Addendum: The claim that somehow everyone in tech could just "stop," like consciously decide to stop creating things, is absurd. Amazon is very good at what it does, but it does not have exclusive control over the trade of all goods in the whole world. Rakuten is a major competitor in Japan, there are many other companies that have strong holds in their local markets. You take a Bolt in Germany, not an Uber. Chinese users can query DeepSeek, which is surely more proficient in Mandarin than ChatGPT. Even if a state uses its sovereign power to artificially control industry, it only slows the development of capital, since other states may allow their own companies and technologies to flourish, like China is doing now with its electric vehicles. If Amazon does not meet its projections, it fails, its employees all lose their jobs, Jeff Bezos might even go bankrupt. There is a constant pressure of competition.

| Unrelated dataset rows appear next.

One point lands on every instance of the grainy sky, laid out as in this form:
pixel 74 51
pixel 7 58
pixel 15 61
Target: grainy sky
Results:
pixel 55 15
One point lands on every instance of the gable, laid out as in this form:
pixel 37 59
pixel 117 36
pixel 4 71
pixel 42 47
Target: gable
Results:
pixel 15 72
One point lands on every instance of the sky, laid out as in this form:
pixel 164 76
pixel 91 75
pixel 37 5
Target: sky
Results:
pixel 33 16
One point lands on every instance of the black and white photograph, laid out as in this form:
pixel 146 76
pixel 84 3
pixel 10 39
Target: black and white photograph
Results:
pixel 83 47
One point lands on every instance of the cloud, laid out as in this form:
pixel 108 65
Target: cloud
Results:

As a worker, your goal should not be to arbitrarily stop working--you may not enrich others but you certainly won't be enriching yourself either. The goal should be to capture far more wealth that is the result of your labor. This is only possible through labor organizing, which does not permanently cease the means of production, it only takes control of them. But business continues and people still produce things and do services and enjoy the wealth of those things and services. One should basically desire to live in a wealthy, prosperous society. This article does nothing but ask workers to go into voluntary poverty; it is reactionary and backwards.
No gpt18Pro won't cost $1Bi dollars. The buck (or the bubble) will stop somewhere.
I'd be more worried for the people making trades run 1ms faster, they literally create no value to the world that is not something their own peers believe it
There are billions of people not knowing and not caring about what is chatgpt and while it might hit them hard, humans are more flexible and less impressionable than most people think (I mean, some people think it's the other way as well and they might be right in some situations)
capitalism is artificial intelligence. we dont control capitalism, capitalism controls us and through us builds its next vessel
He’s not wrong though, but he’s in a weird position to say that. Also, this post isn’t constructive in any possible way.